Dwight Donawa, a citizen of Antigua, entered the United States in 1985 and became a permanent resident. In 2009 he was convicted in Florida state court of possession of cannabis with intent to sell or deliver in violation of § 893.13(1)(a)(2). After his conviction Department of Homeland Security began removal proceedings on grounds that he was removable because he had been convicted of an aggravated felony (8 U.S.C. § 227(a)(2)(A)(iii). Under the Immigration and Nationality Act permits the government to remove (deport) noncitizens who are convicted of certain crimes including drug offenses. Ordinarily a deportable citizen may ask the Attorney General for discretionary relief from removal, but if the noncitizen has been convicted of an aggravated felony, his is not only deportable but he is also ineligible for any discretionary relief. Before the Immigration Court he argued that he was not subject to removal and alternatively he argued that he was at the very least eligible for discretionary cancellation of removal under 8 U.S.C. § 1229b(a).

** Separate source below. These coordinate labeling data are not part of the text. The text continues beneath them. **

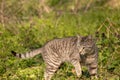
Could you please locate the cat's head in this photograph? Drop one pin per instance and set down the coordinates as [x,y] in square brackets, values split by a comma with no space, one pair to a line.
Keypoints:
[86,44]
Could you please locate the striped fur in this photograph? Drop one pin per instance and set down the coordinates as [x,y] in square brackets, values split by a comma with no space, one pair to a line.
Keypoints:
[76,50]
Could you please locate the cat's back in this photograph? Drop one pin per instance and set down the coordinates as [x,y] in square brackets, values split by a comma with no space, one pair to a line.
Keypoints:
[61,42]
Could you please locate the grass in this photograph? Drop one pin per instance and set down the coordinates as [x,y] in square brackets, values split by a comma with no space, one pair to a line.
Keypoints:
[31,35]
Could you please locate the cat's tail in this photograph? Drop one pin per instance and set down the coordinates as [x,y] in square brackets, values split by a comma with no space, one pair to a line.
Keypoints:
[28,54]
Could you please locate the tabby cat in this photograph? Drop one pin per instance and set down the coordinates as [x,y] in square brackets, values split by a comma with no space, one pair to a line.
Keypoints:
[77,50]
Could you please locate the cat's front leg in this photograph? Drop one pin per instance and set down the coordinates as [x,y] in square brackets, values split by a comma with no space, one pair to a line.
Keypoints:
[77,66]
[93,70]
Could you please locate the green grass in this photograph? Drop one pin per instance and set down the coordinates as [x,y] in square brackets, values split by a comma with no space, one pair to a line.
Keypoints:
[26,37]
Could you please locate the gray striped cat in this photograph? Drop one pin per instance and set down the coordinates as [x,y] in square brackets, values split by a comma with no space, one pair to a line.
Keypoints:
[76,50]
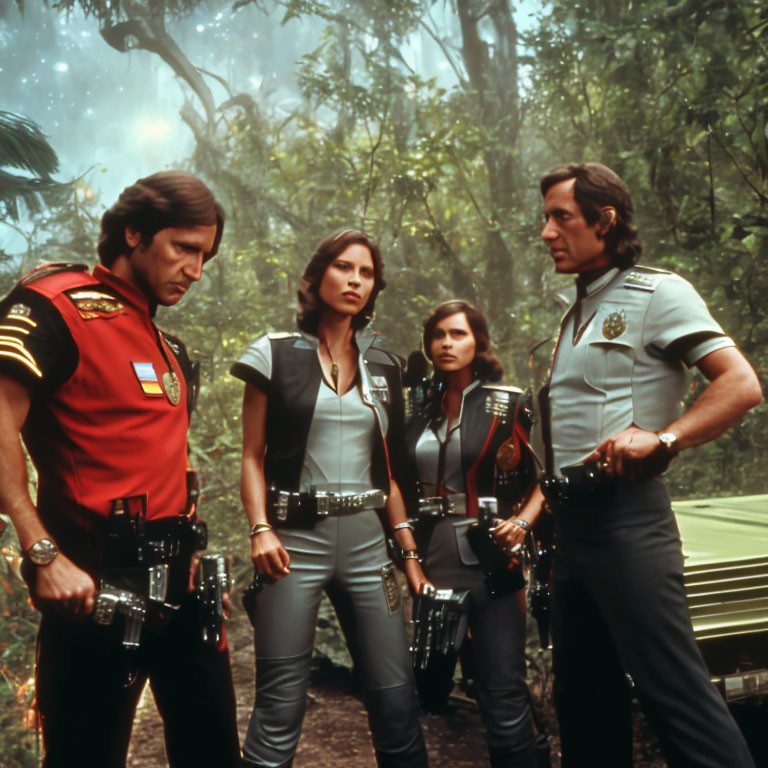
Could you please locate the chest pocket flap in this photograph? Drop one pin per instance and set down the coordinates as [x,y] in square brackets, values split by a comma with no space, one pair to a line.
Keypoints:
[609,358]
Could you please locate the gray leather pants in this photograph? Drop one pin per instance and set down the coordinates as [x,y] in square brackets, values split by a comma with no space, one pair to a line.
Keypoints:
[497,627]
[346,556]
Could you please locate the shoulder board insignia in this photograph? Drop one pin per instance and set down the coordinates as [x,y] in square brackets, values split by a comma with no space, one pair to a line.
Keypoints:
[92,303]
[643,281]
[45,270]
[19,310]
[283,335]
[500,401]
[172,343]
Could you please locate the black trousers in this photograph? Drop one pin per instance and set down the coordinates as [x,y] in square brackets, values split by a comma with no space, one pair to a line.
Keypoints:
[497,626]
[87,711]
[619,609]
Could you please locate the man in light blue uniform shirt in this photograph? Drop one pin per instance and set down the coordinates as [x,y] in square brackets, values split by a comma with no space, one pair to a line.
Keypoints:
[619,615]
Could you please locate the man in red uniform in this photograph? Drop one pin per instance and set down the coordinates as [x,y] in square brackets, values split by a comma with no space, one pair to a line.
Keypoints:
[102,399]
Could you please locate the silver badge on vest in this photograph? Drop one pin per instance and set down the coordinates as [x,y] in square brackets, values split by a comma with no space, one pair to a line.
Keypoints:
[615,324]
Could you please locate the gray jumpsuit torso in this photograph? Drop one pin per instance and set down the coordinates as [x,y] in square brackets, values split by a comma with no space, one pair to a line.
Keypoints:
[497,625]
[619,604]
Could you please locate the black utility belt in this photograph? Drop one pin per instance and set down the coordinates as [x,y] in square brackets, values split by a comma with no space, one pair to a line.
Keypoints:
[578,483]
[432,507]
[302,509]
[134,542]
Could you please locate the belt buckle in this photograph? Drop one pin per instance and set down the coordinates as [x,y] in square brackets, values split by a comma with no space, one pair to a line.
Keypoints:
[158,582]
[324,501]
[281,506]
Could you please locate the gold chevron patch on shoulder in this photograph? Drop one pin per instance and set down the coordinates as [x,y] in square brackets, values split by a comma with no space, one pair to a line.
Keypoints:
[92,304]
[12,337]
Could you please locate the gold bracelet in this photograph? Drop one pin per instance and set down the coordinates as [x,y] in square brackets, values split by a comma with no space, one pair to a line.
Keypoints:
[259,527]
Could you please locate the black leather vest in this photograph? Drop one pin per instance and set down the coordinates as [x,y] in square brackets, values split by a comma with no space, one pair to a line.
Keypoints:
[488,420]
[292,394]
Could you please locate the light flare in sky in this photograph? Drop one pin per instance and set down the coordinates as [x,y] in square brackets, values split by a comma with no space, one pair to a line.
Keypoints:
[150,129]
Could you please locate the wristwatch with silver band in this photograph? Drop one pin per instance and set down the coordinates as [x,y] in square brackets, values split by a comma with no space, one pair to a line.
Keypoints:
[669,441]
[42,552]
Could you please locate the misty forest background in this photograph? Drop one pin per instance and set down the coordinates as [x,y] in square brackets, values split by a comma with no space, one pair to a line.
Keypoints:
[425,122]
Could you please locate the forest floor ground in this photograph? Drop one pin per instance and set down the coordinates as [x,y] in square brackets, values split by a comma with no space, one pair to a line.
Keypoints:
[335,727]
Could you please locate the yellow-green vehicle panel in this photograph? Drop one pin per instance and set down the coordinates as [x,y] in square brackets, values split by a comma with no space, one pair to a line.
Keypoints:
[725,544]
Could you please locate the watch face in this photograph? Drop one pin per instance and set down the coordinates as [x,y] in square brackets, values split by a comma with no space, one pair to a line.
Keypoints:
[668,439]
[42,552]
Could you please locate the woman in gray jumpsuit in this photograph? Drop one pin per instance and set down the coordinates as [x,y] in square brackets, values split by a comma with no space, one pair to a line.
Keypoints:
[321,409]
[467,442]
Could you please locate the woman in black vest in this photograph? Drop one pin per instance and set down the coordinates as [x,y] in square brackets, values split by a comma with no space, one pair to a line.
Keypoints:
[470,459]
[321,408]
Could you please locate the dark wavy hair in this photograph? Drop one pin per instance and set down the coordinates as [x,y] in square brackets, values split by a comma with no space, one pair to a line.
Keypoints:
[485,366]
[162,200]
[310,303]
[597,186]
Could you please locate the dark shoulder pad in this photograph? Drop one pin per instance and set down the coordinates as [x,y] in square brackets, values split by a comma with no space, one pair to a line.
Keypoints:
[502,388]
[176,345]
[378,355]
[46,270]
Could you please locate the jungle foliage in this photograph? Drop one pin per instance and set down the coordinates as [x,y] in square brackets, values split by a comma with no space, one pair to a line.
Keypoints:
[672,95]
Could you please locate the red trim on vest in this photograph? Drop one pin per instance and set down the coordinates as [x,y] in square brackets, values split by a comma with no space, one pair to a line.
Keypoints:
[110,439]
[472,505]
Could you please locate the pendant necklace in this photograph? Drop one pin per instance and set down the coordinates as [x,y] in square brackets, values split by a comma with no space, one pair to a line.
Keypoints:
[334,368]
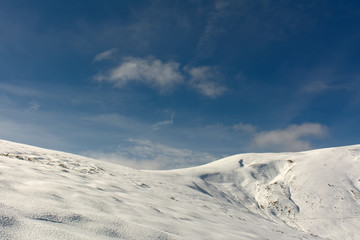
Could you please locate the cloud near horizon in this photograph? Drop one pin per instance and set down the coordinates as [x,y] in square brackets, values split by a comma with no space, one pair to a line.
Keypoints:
[292,138]
[146,154]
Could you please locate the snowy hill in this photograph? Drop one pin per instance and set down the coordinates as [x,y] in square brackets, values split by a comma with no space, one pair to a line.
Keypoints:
[47,194]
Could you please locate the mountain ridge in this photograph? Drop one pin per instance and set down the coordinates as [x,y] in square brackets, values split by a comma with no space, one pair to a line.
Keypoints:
[48,194]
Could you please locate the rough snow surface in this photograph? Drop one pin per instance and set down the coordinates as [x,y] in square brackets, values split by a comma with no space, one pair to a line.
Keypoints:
[47,194]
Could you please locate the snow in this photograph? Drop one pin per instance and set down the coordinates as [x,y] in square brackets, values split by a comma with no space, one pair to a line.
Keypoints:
[47,194]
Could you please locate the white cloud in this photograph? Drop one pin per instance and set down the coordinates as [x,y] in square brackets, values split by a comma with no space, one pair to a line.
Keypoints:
[292,138]
[206,80]
[149,71]
[18,90]
[145,154]
[245,128]
[105,55]
[165,123]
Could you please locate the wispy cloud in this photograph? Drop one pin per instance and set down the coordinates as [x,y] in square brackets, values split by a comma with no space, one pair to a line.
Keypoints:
[163,76]
[19,90]
[244,127]
[157,126]
[105,55]
[292,138]
[145,154]
[206,80]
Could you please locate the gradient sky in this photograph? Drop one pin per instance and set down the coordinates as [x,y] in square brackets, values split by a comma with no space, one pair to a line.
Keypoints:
[167,84]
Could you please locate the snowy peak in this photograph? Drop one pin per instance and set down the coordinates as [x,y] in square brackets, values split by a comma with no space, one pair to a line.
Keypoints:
[53,195]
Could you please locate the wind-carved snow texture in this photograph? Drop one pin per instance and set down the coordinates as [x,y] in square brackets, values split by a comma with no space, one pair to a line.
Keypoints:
[47,194]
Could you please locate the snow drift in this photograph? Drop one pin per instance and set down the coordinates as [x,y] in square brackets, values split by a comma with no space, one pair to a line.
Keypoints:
[47,194]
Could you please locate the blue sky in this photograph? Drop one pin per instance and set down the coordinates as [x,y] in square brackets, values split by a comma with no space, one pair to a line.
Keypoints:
[166,84]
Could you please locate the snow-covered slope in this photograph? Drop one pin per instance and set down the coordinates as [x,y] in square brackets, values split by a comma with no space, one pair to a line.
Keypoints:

In Donawa v. U.S. Attorney General the court of appeals faced the issue of whether Donawa’s conviction under Florida Statutes § 893.13(1)(a)(2) for possession of cannabis with intent to sell or deliver is, as a matter of law, an aggravated felony. The definition of an aggravated felony that is relevant here is “illicit trafficking in a controlled substance” as defined by Title 18 U.S.C. § 924(c) The issue boiled down to whether 893.13(1)(a)(2) constitutes a drug trafficking crime, and if not whether it falls into the broader category of “illicit trafficking in a controlled substance.”
The Eleventh Circuit reached the conclusion that § 893.13(1)(a)(2) is not an aggravated felony as a matter of law. In Fequiere v. Ashcroft, a case decided in 2002, the Eleventh Circuit determined the statute was an aggravated felony. Since the Fequiere decision, Florida enacted § 893.101 which significantly changed the nature of the offense. In this amendment the legislature eliminated the element of knowledge of the illicit nature of the controlled substance. Instead, the amendment made the lack of knowledge an affirmative defense to the offense. Thus, the statutory scheme, which had been in place at the time of the Fequiere the decision, had change to the extent that the required element of knowledge was no longer the state’s burden. In contrast, the federal drug trafficking statute, 18 U.S.C. 841(a)(1), which is among the drug trafficking offenses listed under 18 U.S.C. 924(c)(2), requires the government to establish that the defendant had knowledge of the nature of the substance in his possession. Under the categorical approach, a person could be convicted under the Florida statute without any knowledge of the nature of the substance in his possession. Under those same facts, a person could not be convicted of the federal crime. Applying the categorical approach, (where a court confines its consideration only to the fact of conviction and the statutory definition of the offense) the Florida statute cannot qualify as an aggravated felony.
Though this is an immigration case, finding that the Florida drug statute does not fit the definition of an aggravated felony could have a big impact on federal criminal cases in Miami as well as other federal courts within the Eleventh Circuit.